Fotosentez, bitkilerin nefes alıp vermesi, yada bitkilerin karbondioksiti emip yerine oksijen üretmesi olayıdır. Canlıların yaşayabilmesi için mutlaka enerji gereklidir. İnsanda kasların ve kalbin çalışmasını, vücuttaki kimyasal tepkimelerin gerçekleşmesini sağlayan bu enerji hayvansal ve bitkisel besinlerden alınır. Bütün besinlerdeki enerjinin ilk kaynağı ise Güneş’tir. Yeryüzündeki yaşamın itici gücü olan güneş enerjisinin yeşil bitkiler ve bazı canlılarca alınıp kullanılmasına fotosentez denir.
Yeşil yapraklı bitkilerin ışık enerjisi ile organik besin yapmasını sağlayan kimyasal olaya fotosentez denilir. Eski Yunanca’dan çağdaş dillere geçen bu bileşik sözcük “ışıkla üretmek” anlamına gelir. Fotosentezde, üzerine güneş ışınları düşen bir bitki bu ışık enerjisini kimyasal enerjiye dönüştürür. Dokularını yenilemek ve onarmak, başka ifade ile büyümek için de bu kimyasal enerjiden yararlanır.

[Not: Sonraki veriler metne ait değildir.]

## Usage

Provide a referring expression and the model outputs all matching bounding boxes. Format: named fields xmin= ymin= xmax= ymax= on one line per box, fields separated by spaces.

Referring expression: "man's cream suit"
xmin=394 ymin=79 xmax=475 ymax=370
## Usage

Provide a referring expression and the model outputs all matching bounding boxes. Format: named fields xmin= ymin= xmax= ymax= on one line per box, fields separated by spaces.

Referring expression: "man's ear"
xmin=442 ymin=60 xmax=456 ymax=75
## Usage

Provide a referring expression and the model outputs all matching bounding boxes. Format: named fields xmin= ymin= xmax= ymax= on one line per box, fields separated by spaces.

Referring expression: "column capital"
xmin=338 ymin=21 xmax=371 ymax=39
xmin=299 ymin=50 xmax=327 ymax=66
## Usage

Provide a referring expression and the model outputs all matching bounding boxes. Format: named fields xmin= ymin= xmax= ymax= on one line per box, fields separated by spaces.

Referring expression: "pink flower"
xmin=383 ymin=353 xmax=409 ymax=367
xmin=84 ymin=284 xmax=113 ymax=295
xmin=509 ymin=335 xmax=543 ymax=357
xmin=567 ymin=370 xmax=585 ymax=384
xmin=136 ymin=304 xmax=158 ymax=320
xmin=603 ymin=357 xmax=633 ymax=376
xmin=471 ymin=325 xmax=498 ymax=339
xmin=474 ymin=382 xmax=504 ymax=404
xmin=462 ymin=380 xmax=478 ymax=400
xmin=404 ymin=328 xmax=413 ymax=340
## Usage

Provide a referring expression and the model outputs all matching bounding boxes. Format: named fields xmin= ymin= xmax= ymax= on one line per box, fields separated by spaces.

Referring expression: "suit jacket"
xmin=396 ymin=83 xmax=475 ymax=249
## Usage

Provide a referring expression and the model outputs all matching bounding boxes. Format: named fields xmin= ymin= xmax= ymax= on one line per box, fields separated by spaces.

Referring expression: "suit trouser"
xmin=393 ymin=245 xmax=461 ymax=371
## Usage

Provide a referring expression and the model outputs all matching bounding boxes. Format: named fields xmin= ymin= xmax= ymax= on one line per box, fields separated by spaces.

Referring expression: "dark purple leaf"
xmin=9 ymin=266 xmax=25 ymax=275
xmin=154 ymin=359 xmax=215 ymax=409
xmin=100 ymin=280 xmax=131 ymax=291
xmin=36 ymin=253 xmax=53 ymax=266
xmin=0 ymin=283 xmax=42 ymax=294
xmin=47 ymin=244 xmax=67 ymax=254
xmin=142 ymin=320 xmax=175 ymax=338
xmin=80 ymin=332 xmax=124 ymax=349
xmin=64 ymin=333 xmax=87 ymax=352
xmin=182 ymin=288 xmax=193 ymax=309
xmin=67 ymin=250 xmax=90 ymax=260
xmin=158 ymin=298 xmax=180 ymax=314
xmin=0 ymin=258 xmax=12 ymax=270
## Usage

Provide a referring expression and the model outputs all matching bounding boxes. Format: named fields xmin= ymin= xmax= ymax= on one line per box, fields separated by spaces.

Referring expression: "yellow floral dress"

Fotosentez yeteneği bazı bakterilere, mavi-yeşil su yosunlarına ve özellikle yeşil bitkilere özgüdür. Bitki bu enerjiden yararlanarak büyümesini sürdürürken, bir bölümünü de kimyasal enerji biçiminde hücrelerinde depolar. Bir hayvan bu bitkiyi yediğinde, bitkinin içinde depolanan enerjiyi de almış olur; böylece kendi vücudundaki kimyasal tepkimeleri sürdürmek için o da bu enerjiden yararlanır. Ayrıca, enerjinin o anda kullanılmayacak olan bölümünü tıpkı bitkiler gibi dokularında saklayabilir. Dolayısıyla hayvansal ya da bitkisel yiyeceklerle aldığımız enerji, beslenme zincirinin ilk basamaklarında yer alan bitkiler aracılığıyla ve fotosentez yoluyla Güneş’ten gelmiş olan enerjidir. Böylece yeşil bitkiler güneş enerjisinin büyük bölümünü yeryüzüne kazandırırken, fotosentez yeteneği olmayan öbür bitkiler, hayvanlar ve insanlar da yaşamlarını yeşil bitkilere dayanarak sürdürür.
Fotosentezin Kimyasal Açıklaması
Fotosentez sürecindeki kimyasal tepkimeler bilim adamlarınca derinlemesine incelenmiştir. Pek çok maddenin ve değişik etkenlerin katıldığı uzun ve karmaşık bir süreç olmasına karşın, fotosentez kısaca şöyle özetlenebilir:
Işık enerjisi + Karbon dioksit + Su
(Güneş’ten) (havadan)
= Kimyasal enerji + oksijen
(şeker ve nişastalar)
ya da kimyasal denklem olarak:
Işık + 6CO2 + 6H2O = C6H12O6 + 6O2.
(glikoz)
Görüldüğü gibi, bitkiler fotosentez sırasında karbon dioksit ve su gibi inorganik molekülleri birleştirerek şeker ve nişasta gibi enerji bakımından zengin organik bileşikler oluştururlar. Bu bileşikler özsu halinde bitkinin bütün dokularına taşınır. Bitki de bu enerjiyle gelişmesini sürdürür, yeni yapraklar verir, çiçek açar, tohum ve meyve üretir. Fotosentez yalnız parlak güneş ışınlarıyla değil, örneğin yeterince ışık veren elektrik ampulleri gibi yapay ışık kaynaklarıyla da gerçekleştirilebilir.
Fotosentezi gerçekleştiren özel kimyasal madde, bitkilere, özellikle yapraklara yeşil rengini veren klorofil pigmentidir. Bu pigment, ışık ışınlarındaki fotonları (enerji “paketleri”ni) “yakalar” ve bu enerjiden yararlanarak karbon, hidrojen ve oksijen içeren basit karbonhidrat moleküllerinin, örneğin yüksek enerjili basit bir şeker olan glikozun oluşmasını sağlar. Bu konuda bilim adamları çok yoğun araştırmalar yapmışlar, özellikle ABD’li kimyacı Melvin Calvin başkanlığındaki ekibin çalışmaları Calvin’e 1961 Nobel Kimya Ödülü’nü kazandırmıştır.
Fotosentezin denkleminden de anlaşılacağı gibi, bu süreçte karbon dioksit tüketilip oksijen üretilir. Havayı oksijence zenginleştiren bu süreç olmasaydı, canlıların solunumu nedeniyle atmosferdeki oksijen çoktan tükenmiş olacaktı.